Bu başlıktaki son entrynin üç sene önce yazılmış olduğunu görmek suretiyle yaşlandığımı fark etmek. Şimdiki gençler bilmiyor azizim böyle şeyleri, hiç sahip çıkmıyorlar değerlerimize.
Geçici görevle mesai harcadığın şubede bırak masa koltuk konforunu, oturacak doğru düzgün sandalye bulamamak, bulduğun sandalye ve türevlerinde ayağın yere değmemek.
sandalyede uyumak. bir de sandalye tekerlekliyse... off bunaldım yemin ediyorum. içim daraldı. kayar o sandalye. durmaz bir yerde. kafanı masaya koyarsın rahat edemezsin.
imam bayıldı yapmak için alınan patlicanları yanlışlıkla buzluğa koyup orada unutmak,ertesi akşam bir hevesle eve gelmek patlicanları buzlukta olduğunu unutmak dolabı açınca acı gerçek ile karşılaşmak ve de kütük gibi olan patlicanlara hüzünlü şekilde bakıp imam bayıldı hayalimin suyun diplerine doğru gitmesi.

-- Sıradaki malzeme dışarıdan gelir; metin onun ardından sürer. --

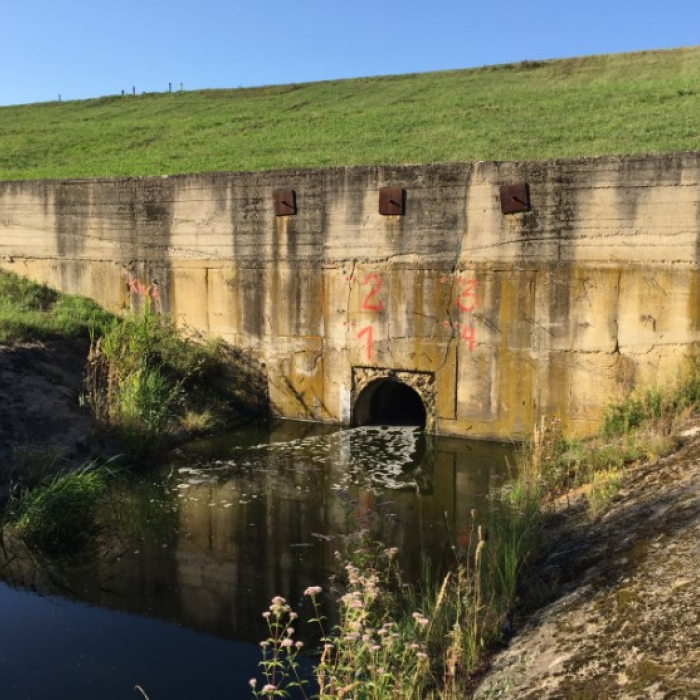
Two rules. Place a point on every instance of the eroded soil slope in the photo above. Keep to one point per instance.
(626, 621)
(42, 424)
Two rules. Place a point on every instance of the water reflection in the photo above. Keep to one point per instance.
(227, 524)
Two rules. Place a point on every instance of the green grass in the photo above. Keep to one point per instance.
(30, 311)
(58, 516)
(612, 104)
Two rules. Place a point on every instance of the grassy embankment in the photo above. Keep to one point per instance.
(398, 640)
(613, 104)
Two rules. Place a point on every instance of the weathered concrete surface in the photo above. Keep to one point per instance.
(556, 310)
(626, 624)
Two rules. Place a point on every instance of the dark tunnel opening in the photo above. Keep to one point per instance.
(389, 402)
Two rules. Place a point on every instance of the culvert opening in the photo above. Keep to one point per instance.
(389, 402)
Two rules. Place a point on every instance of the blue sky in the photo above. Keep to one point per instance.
(82, 49)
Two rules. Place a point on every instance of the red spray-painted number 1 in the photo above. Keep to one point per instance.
(376, 281)
(467, 300)
(367, 331)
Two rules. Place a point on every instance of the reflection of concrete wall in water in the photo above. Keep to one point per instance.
(556, 309)
(225, 563)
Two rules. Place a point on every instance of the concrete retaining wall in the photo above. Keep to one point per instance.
(507, 317)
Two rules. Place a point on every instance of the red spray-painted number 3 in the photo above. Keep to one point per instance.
(376, 281)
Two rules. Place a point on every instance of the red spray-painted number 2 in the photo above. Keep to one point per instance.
(467, 300)
(367, 331)
(376, 281)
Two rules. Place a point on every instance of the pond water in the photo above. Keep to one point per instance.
(191, 554)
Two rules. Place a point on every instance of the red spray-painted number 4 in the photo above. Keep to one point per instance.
(376, 281)
(469, 334)
(367, 331)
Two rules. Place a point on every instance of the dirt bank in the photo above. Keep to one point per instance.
(43, 426)
(625, 621)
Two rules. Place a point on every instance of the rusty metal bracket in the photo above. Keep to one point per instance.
(515, 198)
(392, 201)
(285, 202)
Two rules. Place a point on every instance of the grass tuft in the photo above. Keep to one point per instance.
(35, 312)
(58, 517)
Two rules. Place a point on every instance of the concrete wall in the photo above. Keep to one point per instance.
(500, 318)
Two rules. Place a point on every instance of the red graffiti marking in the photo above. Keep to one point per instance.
(469, 334)
(376, 282)
(468, 293)
(367, 331)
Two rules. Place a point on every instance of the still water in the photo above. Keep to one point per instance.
(191, 554)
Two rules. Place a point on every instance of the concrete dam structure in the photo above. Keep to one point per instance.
(472, 297)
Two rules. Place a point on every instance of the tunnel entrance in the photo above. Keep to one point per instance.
(389, 402)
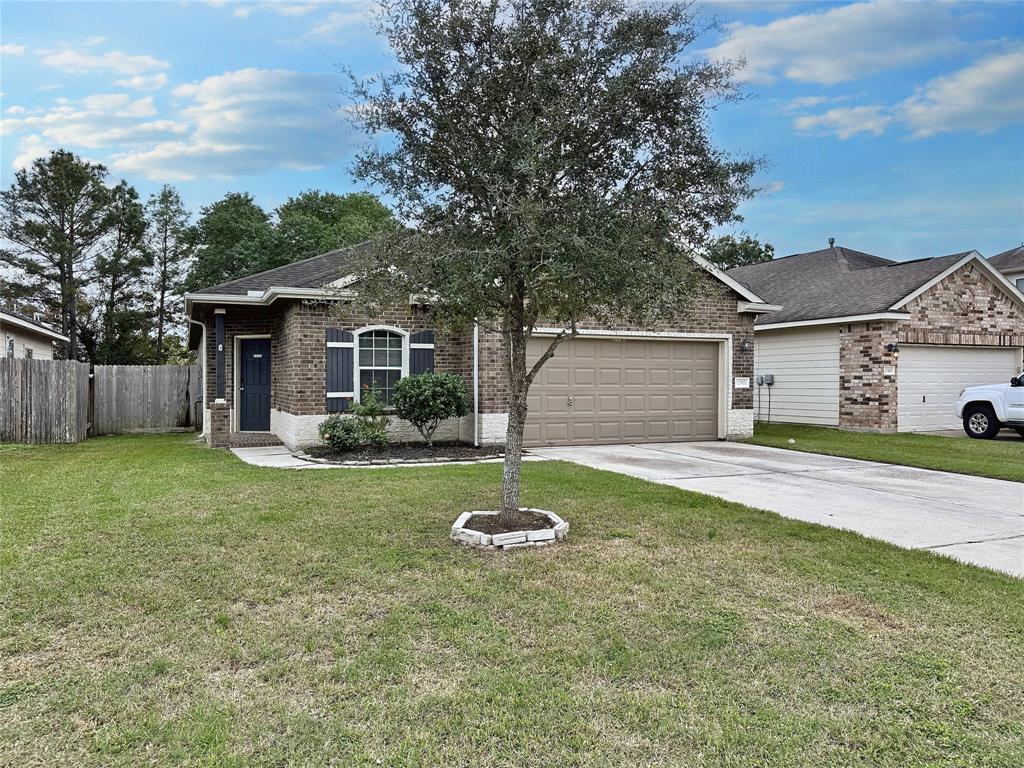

şehirler arası otobüs yolculuklarında tam da mola vermişken aşağı inmeyip boş otobüste kendince müziğin, sükunetin dibine vuran kişi olarak... hani o yanağını dışarıdan köpük köpük yıkanan otobüsün bir anda soğuyan camına dayıyorsun ya, hani sonra bir anda otobüsün hareket ettiğini hissediyorsun ya, hani aslında hareket eden otobüsün yandaki bir başka otobüs olduğunu anlıyorsun ya. işte böyle bir şey...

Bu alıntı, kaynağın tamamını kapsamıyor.